My larger worry is when models of data fiduciaries and trusts are to look at how accountable these body corporates themselves will be in their governance towards the masses that they represent. I know, I am speaking from bias and I am open to correction here, but they do seem fairly inspired from capital market and financial regulation that have often not been able to deliver on their promises. It also risks a property rights based approach that is a useful, but also limited lens for looking at the wider issue of data protection and informational privacy as a more developed and wholesome human right.

SriyaS · October 11, 2020, 4:43pm

I very much agree with all the points you have mentioned. The current iteration of the NPD Framework is worrying for all the reasons you’ve stated, and the conceptualisation of collective consent is itself flawed. I’m working on a short paper regarding this issue which I hope to share with you all in the forum soon.

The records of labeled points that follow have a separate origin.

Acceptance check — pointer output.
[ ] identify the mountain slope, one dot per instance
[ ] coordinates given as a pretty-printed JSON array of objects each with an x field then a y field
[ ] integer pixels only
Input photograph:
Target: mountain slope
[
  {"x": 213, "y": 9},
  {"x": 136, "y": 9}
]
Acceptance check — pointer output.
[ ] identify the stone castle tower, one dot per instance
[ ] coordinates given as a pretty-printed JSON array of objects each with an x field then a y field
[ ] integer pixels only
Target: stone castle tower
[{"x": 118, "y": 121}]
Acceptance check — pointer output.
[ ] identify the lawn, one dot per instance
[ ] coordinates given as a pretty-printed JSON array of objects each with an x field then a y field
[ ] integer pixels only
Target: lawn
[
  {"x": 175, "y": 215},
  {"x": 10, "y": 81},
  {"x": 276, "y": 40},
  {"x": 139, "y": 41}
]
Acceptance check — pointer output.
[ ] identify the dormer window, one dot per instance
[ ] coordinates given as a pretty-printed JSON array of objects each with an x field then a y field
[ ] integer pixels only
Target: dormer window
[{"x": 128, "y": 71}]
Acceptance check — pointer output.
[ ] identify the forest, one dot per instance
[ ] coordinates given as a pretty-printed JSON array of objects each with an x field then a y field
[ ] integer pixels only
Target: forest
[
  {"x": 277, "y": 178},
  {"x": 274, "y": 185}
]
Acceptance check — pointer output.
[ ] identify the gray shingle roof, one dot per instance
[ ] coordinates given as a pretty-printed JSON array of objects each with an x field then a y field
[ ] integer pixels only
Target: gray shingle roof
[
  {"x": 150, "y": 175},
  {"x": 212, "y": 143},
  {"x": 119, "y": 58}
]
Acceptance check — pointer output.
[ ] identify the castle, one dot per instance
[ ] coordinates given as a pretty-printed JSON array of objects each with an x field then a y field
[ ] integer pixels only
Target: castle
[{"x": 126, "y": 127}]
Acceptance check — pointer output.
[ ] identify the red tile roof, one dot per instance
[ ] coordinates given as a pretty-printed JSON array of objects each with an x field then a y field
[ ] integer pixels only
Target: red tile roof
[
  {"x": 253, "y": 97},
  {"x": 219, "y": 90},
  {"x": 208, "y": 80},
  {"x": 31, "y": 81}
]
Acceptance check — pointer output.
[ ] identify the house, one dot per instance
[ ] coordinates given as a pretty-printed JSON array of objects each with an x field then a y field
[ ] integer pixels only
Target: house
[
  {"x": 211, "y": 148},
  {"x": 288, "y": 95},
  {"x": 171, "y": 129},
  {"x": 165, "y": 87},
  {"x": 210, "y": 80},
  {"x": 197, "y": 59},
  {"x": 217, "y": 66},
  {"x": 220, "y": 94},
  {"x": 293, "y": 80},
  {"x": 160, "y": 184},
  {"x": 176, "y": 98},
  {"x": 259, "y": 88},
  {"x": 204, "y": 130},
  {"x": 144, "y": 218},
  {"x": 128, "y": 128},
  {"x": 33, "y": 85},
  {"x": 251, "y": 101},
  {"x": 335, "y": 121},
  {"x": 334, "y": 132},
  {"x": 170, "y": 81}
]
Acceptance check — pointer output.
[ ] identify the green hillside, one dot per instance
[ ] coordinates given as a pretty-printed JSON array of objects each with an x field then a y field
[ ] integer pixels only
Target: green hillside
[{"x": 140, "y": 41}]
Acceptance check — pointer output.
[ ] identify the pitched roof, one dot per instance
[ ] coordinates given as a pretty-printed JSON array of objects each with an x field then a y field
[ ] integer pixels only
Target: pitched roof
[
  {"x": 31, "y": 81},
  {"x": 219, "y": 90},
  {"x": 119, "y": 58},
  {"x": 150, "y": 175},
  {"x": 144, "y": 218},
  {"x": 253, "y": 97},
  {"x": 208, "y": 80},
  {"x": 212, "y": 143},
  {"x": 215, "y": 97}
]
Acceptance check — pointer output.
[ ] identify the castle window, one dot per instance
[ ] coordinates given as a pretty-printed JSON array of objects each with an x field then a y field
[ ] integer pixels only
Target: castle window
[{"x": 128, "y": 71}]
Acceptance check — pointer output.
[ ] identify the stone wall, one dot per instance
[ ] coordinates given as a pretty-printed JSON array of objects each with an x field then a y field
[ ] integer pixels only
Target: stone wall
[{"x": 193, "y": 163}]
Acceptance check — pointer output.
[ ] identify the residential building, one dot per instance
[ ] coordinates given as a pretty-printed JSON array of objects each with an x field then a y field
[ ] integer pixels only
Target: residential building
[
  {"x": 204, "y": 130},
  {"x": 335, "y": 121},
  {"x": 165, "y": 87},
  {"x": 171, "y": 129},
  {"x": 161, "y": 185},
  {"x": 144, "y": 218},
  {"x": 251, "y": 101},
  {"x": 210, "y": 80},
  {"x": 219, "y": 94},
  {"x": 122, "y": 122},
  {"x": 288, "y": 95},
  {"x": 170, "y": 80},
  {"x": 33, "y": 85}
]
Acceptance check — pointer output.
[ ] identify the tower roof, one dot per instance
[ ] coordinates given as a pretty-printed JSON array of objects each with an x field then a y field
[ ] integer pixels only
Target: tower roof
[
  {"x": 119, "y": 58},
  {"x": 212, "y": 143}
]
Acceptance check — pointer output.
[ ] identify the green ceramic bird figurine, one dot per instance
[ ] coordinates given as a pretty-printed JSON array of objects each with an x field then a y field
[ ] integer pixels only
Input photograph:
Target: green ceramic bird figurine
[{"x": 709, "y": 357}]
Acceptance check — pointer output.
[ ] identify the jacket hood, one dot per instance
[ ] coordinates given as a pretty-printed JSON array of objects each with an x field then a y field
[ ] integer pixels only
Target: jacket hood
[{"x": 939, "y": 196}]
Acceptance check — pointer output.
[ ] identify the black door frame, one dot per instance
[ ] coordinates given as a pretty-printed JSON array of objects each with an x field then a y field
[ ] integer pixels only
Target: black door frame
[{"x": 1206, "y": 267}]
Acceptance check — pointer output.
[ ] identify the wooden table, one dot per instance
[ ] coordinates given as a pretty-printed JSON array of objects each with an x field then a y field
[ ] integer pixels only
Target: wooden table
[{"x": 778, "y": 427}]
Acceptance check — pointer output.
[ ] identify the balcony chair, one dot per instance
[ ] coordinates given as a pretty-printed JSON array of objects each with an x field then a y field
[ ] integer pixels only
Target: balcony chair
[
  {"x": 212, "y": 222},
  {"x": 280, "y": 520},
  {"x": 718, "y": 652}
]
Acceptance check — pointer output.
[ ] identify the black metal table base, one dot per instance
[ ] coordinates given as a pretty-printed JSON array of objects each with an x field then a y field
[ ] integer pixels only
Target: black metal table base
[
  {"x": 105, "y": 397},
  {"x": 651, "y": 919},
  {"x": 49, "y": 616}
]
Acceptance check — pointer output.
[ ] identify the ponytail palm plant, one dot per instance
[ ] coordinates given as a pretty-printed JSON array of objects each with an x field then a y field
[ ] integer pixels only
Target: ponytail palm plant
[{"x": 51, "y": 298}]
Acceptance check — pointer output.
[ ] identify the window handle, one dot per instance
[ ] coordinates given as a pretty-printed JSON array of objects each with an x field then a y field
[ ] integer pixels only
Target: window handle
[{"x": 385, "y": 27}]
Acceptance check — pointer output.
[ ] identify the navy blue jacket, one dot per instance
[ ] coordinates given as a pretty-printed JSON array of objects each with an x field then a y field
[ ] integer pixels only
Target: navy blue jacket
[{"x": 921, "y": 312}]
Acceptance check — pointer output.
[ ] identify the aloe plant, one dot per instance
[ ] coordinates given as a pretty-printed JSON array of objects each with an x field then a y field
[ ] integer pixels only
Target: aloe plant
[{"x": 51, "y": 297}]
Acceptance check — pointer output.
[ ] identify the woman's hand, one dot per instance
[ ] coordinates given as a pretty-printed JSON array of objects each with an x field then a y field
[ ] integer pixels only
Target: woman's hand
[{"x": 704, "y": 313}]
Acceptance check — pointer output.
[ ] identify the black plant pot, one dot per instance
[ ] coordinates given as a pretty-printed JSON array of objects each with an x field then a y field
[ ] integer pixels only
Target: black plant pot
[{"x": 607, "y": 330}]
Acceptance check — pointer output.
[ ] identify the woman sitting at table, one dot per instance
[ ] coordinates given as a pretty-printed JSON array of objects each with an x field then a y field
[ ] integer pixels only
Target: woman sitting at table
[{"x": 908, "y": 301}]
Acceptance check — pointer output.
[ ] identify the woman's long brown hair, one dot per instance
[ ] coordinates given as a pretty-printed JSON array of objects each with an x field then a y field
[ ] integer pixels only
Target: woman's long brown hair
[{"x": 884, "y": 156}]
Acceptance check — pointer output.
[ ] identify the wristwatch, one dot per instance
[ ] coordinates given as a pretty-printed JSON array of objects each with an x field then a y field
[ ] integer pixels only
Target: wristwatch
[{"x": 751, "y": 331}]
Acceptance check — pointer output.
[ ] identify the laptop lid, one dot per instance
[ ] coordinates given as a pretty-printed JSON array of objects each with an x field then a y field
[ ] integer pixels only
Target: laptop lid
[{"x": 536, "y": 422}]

There are some successful models of data trusts and collective consent being exercised such as the UK Biobank and Open Data Institute, which approach privacy as a wholesome human right.

We must definitely have mo and come up with ideas with respect to models that can successfully implement consent, to more meaningfully allow users to have an idea of what their data is used for. Currently in my view, it is MOST important for all of us to realize that the “informed consent” model is quite simply broken, due to the sheer power imbalance between an individual and the use of their online behaviour as a raw material for the machinery of surveillance capitalism.

When we move beyond the purported adequacy of informed consent, only then can we even have a meaningful dialogue about algorithmic accountability or collective consent, in my view!